Chen se volvió lentamente hacia la torre en forma de pirámide del Hotel de la Paz, situado al otro lado de la avenida Zhongshan. El hotel, construido en estilo gótico en los años veinte por el legendario hombre de negocios judío Victor Sassoon, fue en otros tiempos el edificio más suntuoso de Shanghai. La oleada de nostalgia que invadía la ciudad había propiciado la difusión de un sinfín de leyendas urbanas sobre los lujos asociados al hotel. El inspector jefe se preguntó si la banda de jazz de los Shanghai Old Dicks actuaría en el bar del hotel aquella noche. Después de ir durante casi dos semanas a la mansión Xie, Chen no tenía ningún interés en visitar el hotel.
Entonces oyó el sonido de su móvil, casi ahogado por el ulular de la sirena que llegaba desde el río. Era Peiqin.
– ¿Qué sucede, Peiqin?
– Estoy en el piso de Jiao, preparando otra cena. Diría que para dos.
– ¿Para esta noche?
– Sí, para esta noche. Jiao me ha dicho que no volverá hasta después de las ocho.

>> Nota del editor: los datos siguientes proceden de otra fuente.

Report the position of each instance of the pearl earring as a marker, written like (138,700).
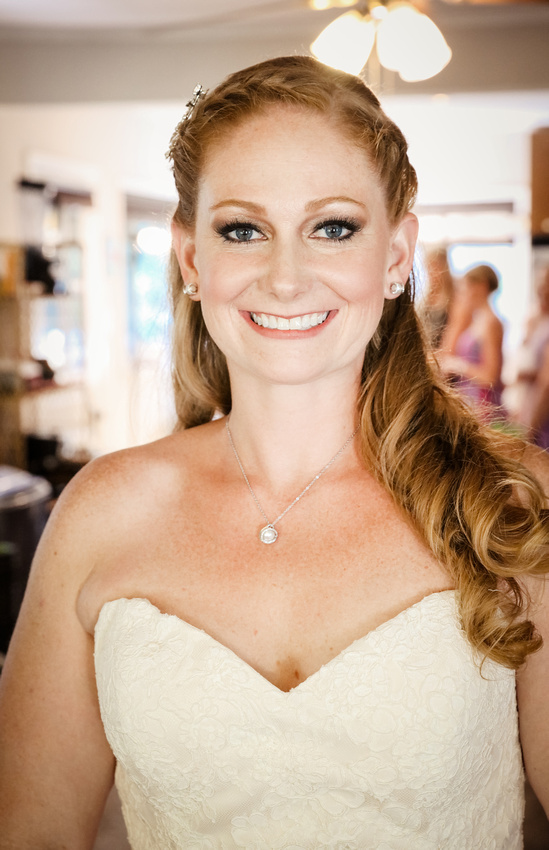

Chen miró el reloj de forma casi mecánica.
– ¿Está segura de la hora a la que volverá?
– Tengo que asegurarme de que el arroz esté aún caliente cuando Jiao vuelva. Insistió mucho en ello.
– Qué interesante, Peiqin -dijo Chen pensando en lo que le había contado el Viejo Cazador, quien juró haber visto fugazmente a un hombre en la habitación de Jiao la última vez que ésta dio «una cena para dos» en su casa-. ¿Se lo ha contado al Viejo Cazador?
– Sí. Esta noche patrullará por la zona. Me ha dicho que era importante que también usted lo supiera. -Y luego añadió-: ¡Ah! He hecho una lista de todo lo que me ha parecido inusual en el piso de Jiao. ¿Cree que podría serle útil?
– Por supuesto. Muy útil. ¿Me la podría enviar a mi casa por fax?